Mike: Well, she's a graphic designer by trade too, so

Lauren: You got any hot tips for my friend Sydney Kim? 

Sydney: I think I'm beyond help. This is just something I have to outsource, you know, it's like washing my hair, better spent elsewhere. You know, I don't like washing my own hair. I'm not very good at styling it, so I just outsource that task. It's just something I believe in. Okay, last but not least, a special edition for our Canadian friend, Tim Horton's?

Mike: Overrated.

Sydney: Hmm. I've never been to Tim Horton's and I feel I maybe missed the wave if now it's not gonna be good.

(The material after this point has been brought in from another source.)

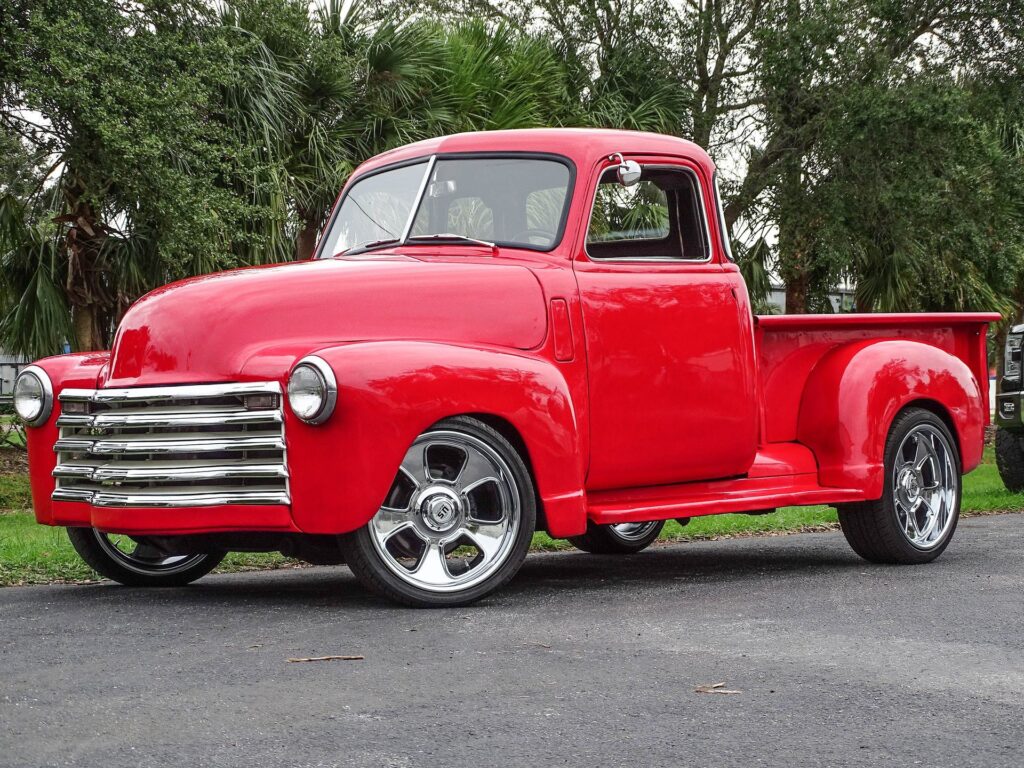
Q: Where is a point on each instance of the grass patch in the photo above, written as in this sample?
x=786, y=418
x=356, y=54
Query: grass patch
x=35, y=554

Mike: Yeah, it was, it's it back in the day, when it was a true donut shop, it felt very uniquely Canadian. And I know I still try to pair the idea of Canadian with Tim Horton's and I get that it's fine

Lauren: If I had another daughter, I would name her Canadian. I think

Sydney: I was just thinking that the next time we do PFB on the streets with whoever it is, I'm gonna put Canadian on.

Mike: Yeah. Overrated. I'll just leave it there. It's not as good as it used to be. They're trying, they're just trying to be too much now.

Sydney: Yeah, 

Lauren: Honey, aren't we all? 

Mike: they got bought by the company that owns Wendy's

Sydney: Oh really?

Lauren: It's an Ohio company. It's American. It's not even Canadian anymore. 

Mike: Anytime you see a Wendy's, there's always a Tim Horton's, either connected to it or right beside it.

Sydney: KFC, Taco Bell

Mike: Yeah, exactly. Exactly.

Sydney: That's sad. Hmm. Frosty. And a donut, though.

Mike: Yes, I would agree. 

Sydney: Well, we've taken too much of your time already, Mike, we just, we have this problem. It's not really a problem, but anytime the three of us sit down together, we just go way over. We have too much to talk about. It's too fun. We're having too much fun. So I will cut us off here. But thank you so much for taking the time to join us today on Pretty Funny Business. We will certainly have to do a sequel at some point in the future and hopefully invite one or more qualified mental health professionals to help us unpack some of the things that we say.

Mike: I'll ask my therapist tomorrow.

Lauren: This is not a bad idea. 

Sydney: All right. Bye. 

Lauren: Bye. Good luck out there, little podcast.